As someone who works with both seafood entrepreneurs and investors, this is a question I get often. There are many exciting technological advancements that would allow us to track seafood through the supply chain. Fishery managers, retailers, and restaurants want detailed information about where, when, and how fish were caught. So why is so little capital investment going into the sector by either industry insiders or investors?
Some might argue that seafood supply chains are too complex and the technology to monitor every step isn’t there yet. But sitting at the recent Ocean Agenda @ Google meeting, it was clear this isn’t the case. We have electronic tags the size of a pencil tip, bar codes that carry pages of information, mapping systems that translate all this complex data into usable images, and that’s just the tip of the iceberg.
As one company owner, Trackwell, explained at the meeting, we have all of the pieces needed to track seafood from fishing boat to consumers’ plates – but most companies are reluctant to do it. Some businesses have applied tracking to small-scale seafood enterprises or to niche portions of their product lines. Few have brought the pieces together at scale for commodity products, which make up the bulk of seafood trades. Typically, entrepreneurs developing new ideas in this space struggle to find large-scale investment.
Why is this? As I presented at Google Oceans, I believe the missing piece is policy.
Typically we think of policy in the oceans as limiting harmful fishing or protecting important animals and places. But policy also plays an important role in creating a more certain future that businesses and investors can plan around – making it worth it for them to invest their time, money, and energy in developing business ideas. For technology ventures, the standards and timelines set by policy makers are critical to business development and investment.
For example, despite the fact that traceability benefits players throughout the supply chain, it’s not clear who should pay for tracking information in the long run – especially if they don’t have to or if someone else will ultimately be required to cover it. In competitive commodity markets like seafood, companies that invest in these technologies too early could find themselves at a disadvantage in negotiations with buyers and lose critical market share. This makes it hard for companies developing traceability technologies to clearly identify their customers or to gauge market size.
Without a clear customer identified for their traceability technologies, entrepreneurs cannot establish strong value propositions for their products and services, or develop products targeted at a specific user. Investment value is based on these types of market assessments. As we learned during the finals of the 2013 Fish 2.0 competition, if an entrepreneur cannot convince investors that there is a large, reliable market for their products and that they know their customer well, they are unlikely to attract large-scale investment.
Uncertainty around the timing and standards supported by related policies proposed at the state, national, and international level creates additional problems. What if new regulations require a piece of information that could be captured by a competitor’s product, but not yours? What if you’ve designed a business proposition around proprietary data and suddenly new policies require that all of this information be publically available? These questions make putting money into the sector too risky for many business developers and investors. The following diagram shows how policy, market infrastructure, and technology development must be aligned to drive business development and investment in a sector.

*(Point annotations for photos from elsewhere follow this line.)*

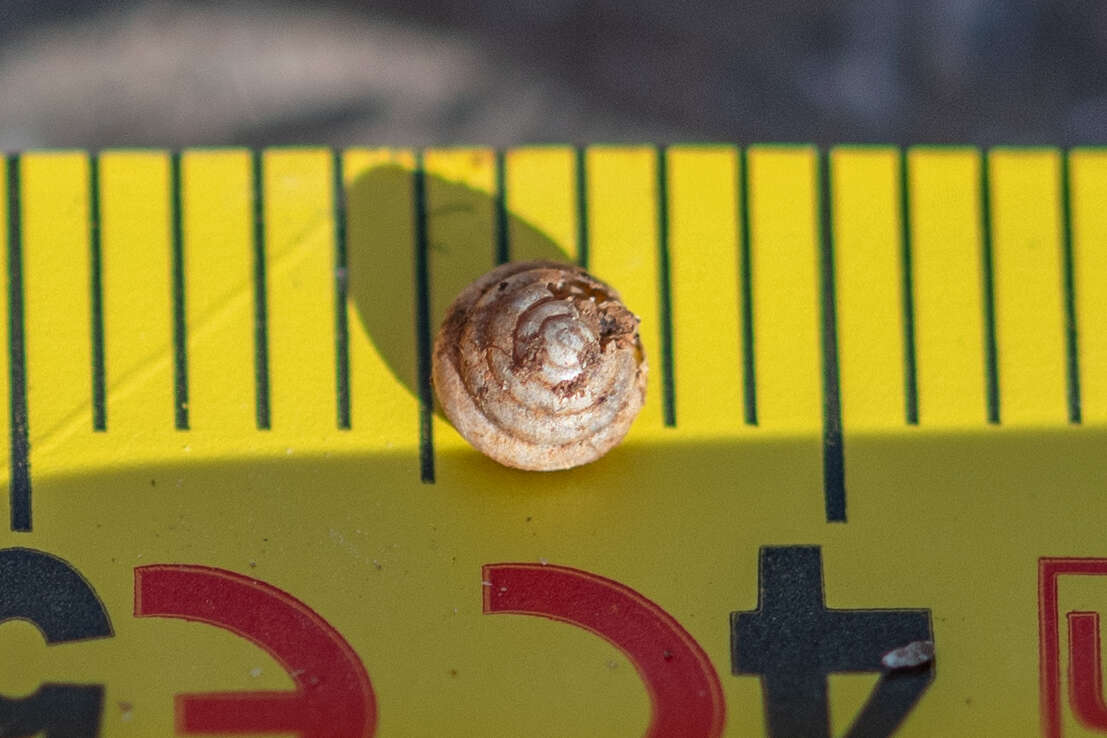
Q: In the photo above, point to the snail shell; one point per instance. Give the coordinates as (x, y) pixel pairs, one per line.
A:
(539, 365)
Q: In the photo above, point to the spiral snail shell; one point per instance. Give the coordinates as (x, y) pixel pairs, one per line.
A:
(539, 365)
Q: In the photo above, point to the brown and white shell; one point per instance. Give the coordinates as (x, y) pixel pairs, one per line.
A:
(539, 365)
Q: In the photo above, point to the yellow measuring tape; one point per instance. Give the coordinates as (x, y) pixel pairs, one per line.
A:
(876, 421)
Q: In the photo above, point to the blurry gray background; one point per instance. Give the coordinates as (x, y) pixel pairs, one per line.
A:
(174, 73)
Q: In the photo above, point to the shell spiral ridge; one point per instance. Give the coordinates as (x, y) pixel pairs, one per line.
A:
(539, 365)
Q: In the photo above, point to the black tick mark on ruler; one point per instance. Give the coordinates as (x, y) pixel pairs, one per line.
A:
(20, 485)
(834, 463)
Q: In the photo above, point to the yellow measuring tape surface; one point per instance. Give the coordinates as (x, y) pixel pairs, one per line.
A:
(876, 419)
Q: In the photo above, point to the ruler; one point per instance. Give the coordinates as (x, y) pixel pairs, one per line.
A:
(876, 417)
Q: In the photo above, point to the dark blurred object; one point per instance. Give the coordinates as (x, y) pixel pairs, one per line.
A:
(76, 73)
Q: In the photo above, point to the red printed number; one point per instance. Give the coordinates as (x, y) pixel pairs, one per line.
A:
(684, 690)
(333, 696)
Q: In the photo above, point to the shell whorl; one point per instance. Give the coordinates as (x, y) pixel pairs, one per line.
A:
(539, 365)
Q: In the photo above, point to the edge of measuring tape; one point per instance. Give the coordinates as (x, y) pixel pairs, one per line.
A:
(926, 249)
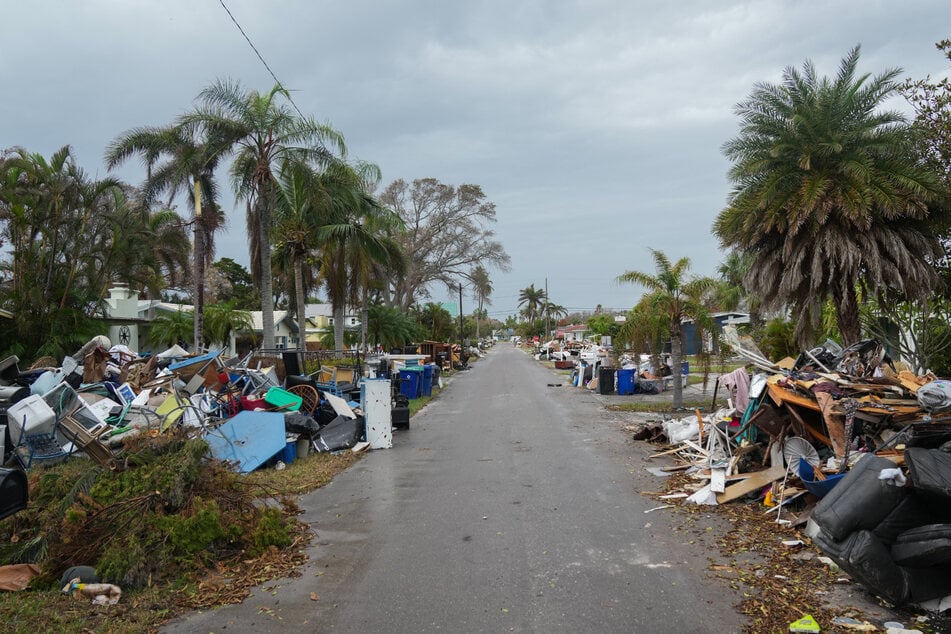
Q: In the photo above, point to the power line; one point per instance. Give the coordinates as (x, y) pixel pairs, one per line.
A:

We have two of the three elements needed for large-scale investment and business growth of technology companies focused on seafood traceability. The technology exists. The market infrastructure, including retailer demand, internet connectivity and mapping services, is in place to connect the technology to users. What we are missing are government policies that would clarify the standards required, the data rules that apply, and the groups who must meet these requirements.
It may be counter-intuitive, but to see more business-driven innovation in seafood traceability, we must first see stronger policy guidelines. Without this clarity, traceability technologies are likely to get stuck in trial developments that never reach the right scale for industry-wide adoption, or become another government funded service without the benefit of the full creativity and technology advances of the private sector.